By Elizabeth ClementeSpecial To the Chronicle
If you type the phrase “self-involved millenials” into Google, you will come up with 574,000 results in half a second. The numerous links lead to articles that question whether our generation is full of open-minded, culturally aware go-getters, or entitled, attention-seeking narcissists.
According to a 2013 study published by the Pew Research Center, nearly one-third of American adults ages 18-29 identify as having no religion. While our generation has been widely portrayed as haughty and defiant, I don’t believe our supposed arrogance to be a factor in this statistic.
First of all, it’s important to consider the fact that a large number of Americans today – even those older than we are – would consider themselves non-practicing when it comes to their faith.

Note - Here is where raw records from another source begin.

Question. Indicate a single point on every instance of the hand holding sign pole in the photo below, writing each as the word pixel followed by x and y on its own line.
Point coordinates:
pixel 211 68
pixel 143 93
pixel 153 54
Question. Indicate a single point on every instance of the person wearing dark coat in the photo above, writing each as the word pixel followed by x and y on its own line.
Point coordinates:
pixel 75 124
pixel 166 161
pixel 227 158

Growing up in a home where religion is vague and has little influence on everyday life can be confusing, and it doesn’t exactly make kids passionate about becoming more involved.

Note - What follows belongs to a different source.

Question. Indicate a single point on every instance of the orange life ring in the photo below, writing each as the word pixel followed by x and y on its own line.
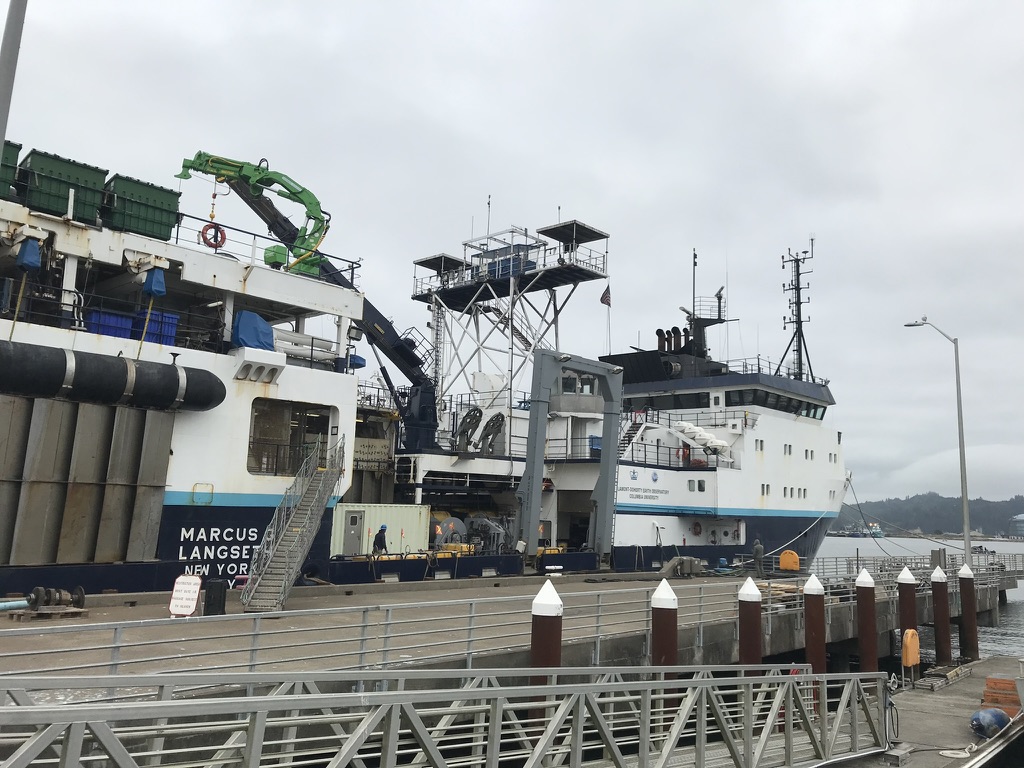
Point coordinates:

Instead of jumping to the conclusion that millenials are too stubborn and conceited to adhere to one religion’s practices, maybe we should look at it from a different perspective. Perhaps part of the reason such a large portion of our generation classifies themselves this way is because they would rather be passionate about their beliefs than hold a lukewarm position.
Another factor to consider is the age of the people in question. A different study also conducted by the Pew Research Center found that 28 percent of U.S. adults today have left the faith in which they were raised. Chances are, these people needed some time to reconsider their stance. If the same young adults who classified themselves as having no religion were to be surveyed again ten years from now, maybe some of their responses would be different.
Ultimately, regardless of the reason for these numbers, the effect that this growing religious ambiguity will have on our country’s future political climate will be dramatic. According to John P. Teehan, Ph.D., Hofstra University professor of religion and chair of the religion department, the idea of not being openly religious is “more of an option than it ever was before.”
For many young people, religion “helps provide a moral framework and context for [their] community,” said Teehan, explaining that religion is, “part of their understanding of how to be in the world.” But while a sense of belonging and tradition can have benefits, it can also be exclusive, and the rigidity of organized religion can be a turn off for our generation. Therefore, Teehan said he believes it is very possible that as the open-minded millennials grow older and begin families of their own, the U.S. could become more secular.
If the agnostic demographic continues to grow, the amount of opposition to certain legislation on religious grounds will inevitably decrease. While it may take several decades for this change to become prominent, the shift toward a more secular America will be interesting to witness.
As for now, instead of critics labeling this generation as self-engrossed, maybe they should instead be taking a closer look at its integrity.